Always a great favourite, especially in the UK, the inimitable Frank Crumit (1889-1943) performs all his best-loved comic songs on one well-filled CD. A jocular and inventive singer and writer of comic novelties, the American Crumit was a leading figure in stage, radio and recorded entertainment in the 20s and 30s. Especially popular for his sprightly and humorous renderings, he had a pleasant, warm-hearted nature that came through on his recordings, where his friendly voice and lively accompaniments to catchy tunes have given a lasting quality. Surprisingly, he was even more famous in Britain than in his native USA. He is credited with 31 ‘chart hits’ from 1920 to 1929.

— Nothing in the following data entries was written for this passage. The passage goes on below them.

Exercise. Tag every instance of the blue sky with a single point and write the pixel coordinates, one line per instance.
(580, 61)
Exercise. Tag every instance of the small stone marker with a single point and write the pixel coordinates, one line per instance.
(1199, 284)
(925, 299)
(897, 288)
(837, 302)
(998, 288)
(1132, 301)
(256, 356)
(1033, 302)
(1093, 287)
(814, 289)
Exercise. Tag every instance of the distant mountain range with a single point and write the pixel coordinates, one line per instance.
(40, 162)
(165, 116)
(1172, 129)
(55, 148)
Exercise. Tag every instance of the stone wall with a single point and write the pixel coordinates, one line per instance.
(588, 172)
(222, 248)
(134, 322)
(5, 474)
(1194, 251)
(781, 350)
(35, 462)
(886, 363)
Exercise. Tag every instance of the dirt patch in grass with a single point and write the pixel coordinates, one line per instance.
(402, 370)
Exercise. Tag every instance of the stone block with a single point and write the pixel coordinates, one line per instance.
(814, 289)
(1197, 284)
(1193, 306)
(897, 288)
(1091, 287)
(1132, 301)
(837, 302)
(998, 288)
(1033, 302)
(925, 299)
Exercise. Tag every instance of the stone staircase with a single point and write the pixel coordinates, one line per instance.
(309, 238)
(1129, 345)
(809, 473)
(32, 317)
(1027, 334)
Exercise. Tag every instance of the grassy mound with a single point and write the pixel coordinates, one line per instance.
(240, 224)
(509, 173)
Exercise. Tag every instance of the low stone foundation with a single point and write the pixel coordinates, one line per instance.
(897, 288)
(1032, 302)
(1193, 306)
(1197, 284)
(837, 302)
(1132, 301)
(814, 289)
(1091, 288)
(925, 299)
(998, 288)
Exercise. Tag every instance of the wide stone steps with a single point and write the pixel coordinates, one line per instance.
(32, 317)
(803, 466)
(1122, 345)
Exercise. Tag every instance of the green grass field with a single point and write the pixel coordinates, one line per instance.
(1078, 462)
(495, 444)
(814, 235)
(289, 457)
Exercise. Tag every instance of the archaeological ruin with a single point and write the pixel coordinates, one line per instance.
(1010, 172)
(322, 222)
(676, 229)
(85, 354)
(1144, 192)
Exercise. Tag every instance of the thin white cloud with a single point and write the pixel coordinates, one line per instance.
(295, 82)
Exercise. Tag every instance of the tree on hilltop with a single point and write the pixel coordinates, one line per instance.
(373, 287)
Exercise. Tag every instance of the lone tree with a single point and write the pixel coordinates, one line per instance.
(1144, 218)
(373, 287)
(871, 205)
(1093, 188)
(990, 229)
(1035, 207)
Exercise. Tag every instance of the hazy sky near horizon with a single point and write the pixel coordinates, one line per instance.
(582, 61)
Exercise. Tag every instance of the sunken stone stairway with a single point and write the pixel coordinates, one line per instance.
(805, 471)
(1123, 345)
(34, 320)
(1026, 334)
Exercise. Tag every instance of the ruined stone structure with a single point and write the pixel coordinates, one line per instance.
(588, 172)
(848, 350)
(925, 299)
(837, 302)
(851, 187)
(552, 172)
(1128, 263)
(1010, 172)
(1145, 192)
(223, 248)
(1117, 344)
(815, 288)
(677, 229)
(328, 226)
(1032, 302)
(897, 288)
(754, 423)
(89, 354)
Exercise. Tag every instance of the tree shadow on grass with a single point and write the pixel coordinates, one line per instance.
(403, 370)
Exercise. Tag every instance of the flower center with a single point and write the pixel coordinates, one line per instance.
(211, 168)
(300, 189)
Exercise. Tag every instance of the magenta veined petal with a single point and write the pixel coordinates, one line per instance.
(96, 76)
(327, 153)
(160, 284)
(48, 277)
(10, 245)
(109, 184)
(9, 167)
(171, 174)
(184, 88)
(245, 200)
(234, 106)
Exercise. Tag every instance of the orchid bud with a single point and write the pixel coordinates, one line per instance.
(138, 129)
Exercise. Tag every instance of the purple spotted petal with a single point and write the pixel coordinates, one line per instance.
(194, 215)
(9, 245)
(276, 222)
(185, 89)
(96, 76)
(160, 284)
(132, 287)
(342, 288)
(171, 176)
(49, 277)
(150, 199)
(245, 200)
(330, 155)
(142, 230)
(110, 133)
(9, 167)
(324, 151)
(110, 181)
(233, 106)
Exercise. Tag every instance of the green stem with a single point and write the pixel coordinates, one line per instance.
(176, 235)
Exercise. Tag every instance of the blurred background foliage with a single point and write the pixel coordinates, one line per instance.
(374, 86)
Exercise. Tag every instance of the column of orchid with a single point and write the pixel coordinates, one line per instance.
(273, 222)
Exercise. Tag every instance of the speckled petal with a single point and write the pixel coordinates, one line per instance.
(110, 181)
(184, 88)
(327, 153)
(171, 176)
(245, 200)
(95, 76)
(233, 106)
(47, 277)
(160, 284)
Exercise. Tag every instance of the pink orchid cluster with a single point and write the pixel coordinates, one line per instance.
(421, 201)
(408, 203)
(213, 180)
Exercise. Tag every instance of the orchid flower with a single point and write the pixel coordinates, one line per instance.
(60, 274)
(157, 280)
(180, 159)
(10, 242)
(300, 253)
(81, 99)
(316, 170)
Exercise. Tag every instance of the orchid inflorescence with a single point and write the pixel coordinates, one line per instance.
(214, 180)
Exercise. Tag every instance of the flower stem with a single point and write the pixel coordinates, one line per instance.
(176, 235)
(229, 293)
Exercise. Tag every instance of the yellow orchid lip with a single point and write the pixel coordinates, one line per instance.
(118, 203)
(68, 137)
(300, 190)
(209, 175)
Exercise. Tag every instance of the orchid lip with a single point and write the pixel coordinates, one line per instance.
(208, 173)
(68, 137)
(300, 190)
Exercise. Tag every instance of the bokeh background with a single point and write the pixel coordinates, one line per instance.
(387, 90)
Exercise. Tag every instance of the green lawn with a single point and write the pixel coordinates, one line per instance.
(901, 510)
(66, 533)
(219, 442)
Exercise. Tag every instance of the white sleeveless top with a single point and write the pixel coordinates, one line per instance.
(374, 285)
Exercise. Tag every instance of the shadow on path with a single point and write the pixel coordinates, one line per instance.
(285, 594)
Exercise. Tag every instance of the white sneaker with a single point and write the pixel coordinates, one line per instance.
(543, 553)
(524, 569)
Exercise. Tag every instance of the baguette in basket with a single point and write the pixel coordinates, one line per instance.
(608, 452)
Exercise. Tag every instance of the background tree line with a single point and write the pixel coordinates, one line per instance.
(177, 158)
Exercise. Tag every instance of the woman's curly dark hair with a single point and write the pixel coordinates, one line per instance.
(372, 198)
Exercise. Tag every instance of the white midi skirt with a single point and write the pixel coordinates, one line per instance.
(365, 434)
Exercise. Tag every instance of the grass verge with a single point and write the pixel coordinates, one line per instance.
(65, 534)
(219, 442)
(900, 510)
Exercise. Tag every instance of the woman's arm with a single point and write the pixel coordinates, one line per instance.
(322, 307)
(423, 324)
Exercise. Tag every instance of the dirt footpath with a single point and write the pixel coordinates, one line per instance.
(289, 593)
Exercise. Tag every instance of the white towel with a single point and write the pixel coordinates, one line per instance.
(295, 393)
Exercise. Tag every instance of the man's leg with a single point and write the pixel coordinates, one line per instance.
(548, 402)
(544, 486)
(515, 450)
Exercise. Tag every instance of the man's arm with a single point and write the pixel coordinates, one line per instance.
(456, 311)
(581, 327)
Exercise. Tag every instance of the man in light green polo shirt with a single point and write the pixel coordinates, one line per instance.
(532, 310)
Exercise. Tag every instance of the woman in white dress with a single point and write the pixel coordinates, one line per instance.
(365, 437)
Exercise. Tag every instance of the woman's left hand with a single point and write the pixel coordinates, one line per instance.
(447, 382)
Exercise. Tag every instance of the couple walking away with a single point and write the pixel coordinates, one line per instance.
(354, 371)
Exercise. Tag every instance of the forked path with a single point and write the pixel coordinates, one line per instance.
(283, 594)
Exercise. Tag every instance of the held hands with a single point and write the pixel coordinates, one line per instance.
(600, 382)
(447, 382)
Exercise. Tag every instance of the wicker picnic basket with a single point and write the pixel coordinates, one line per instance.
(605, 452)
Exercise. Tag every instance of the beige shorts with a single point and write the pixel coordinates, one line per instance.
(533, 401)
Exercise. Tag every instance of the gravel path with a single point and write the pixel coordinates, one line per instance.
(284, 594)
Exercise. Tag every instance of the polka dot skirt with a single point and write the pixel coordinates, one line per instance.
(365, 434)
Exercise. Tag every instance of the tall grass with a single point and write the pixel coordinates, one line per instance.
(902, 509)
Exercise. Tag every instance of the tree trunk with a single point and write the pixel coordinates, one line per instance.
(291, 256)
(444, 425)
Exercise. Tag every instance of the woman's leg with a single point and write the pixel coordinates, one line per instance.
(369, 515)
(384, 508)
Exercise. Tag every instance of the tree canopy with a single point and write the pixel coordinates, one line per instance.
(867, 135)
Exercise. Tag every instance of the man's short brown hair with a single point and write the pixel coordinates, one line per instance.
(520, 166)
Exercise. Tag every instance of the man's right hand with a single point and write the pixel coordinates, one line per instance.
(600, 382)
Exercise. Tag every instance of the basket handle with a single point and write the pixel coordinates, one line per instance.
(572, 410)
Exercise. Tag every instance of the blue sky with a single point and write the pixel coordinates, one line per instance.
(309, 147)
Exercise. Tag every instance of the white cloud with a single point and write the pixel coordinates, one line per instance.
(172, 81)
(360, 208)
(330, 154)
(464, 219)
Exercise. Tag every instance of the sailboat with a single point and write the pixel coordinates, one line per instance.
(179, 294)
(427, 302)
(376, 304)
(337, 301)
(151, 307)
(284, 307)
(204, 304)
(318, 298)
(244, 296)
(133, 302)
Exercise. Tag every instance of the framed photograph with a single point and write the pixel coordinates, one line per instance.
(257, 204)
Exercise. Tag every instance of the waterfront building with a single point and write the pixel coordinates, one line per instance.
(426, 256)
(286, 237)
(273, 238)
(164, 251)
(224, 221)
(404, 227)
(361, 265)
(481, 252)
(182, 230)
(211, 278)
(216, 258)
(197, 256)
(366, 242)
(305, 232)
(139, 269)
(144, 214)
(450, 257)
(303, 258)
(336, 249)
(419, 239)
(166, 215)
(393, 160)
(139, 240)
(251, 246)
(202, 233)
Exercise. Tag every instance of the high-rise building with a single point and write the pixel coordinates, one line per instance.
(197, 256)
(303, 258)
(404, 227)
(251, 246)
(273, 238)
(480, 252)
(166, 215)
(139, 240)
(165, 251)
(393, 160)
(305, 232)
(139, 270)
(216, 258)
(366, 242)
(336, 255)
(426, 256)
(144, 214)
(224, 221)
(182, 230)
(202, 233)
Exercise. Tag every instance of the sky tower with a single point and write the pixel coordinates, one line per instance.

Retrospective’s A Gay Caballero presents the finest single CD selection of Crumit’s happy material available. All his best-known numbers are here. Comic classics such as A Gay Caballero (in the technically superior 1934 version), The Song Of The Prune and The Insurance Salesman still raise a smile, and of course there’s his most famous epic, Abdul Abulbul Amir. He had a winning way too with many of the Charleston-flavoured numbers of the day – Crazy Words, Crazy Tune, Ukulele Lady etc. – and even standards like Mountain Greenery or ’S Wonderful emerge fresh as paint. There is also a charming duet with his wife Julia Sanderson, Would You Like To Take A Walk?, performing as “The Singing Sweethearts”.

Frank Crumit: A Gay Caballero, Singer & Entertainer - His 25 Finest 1925-1935

Reviews

The songwriter and singing actor Frank Crumit worked his way up the Vaudeville hierarchy ended up with over 250 78s to his name in his heyday between 1919 and 1941. His songs reflect the particularities of American life and are put across with the relish of a real raconteur.

He takes I’m Sitting on Top of the World and sings it straight with the piano backing of Frank Banta before, half-way through, getting out his uke to typically vigorous effect.

He latched onto the genius of Rodgers and Hart early – The Girl Friend and Mountain Greenery, specifically – and was a fine Gershwin singing actor, as S’Wonderful shows but could dust down a traditional favourite too, as well as raising a smile with his tales of over-eating beauties or diving head-first into the vo do de oh do of Crazy Words, Crazy Tune.
 
With sympathetic transfers and notes this single disc selection can be warmly recommended.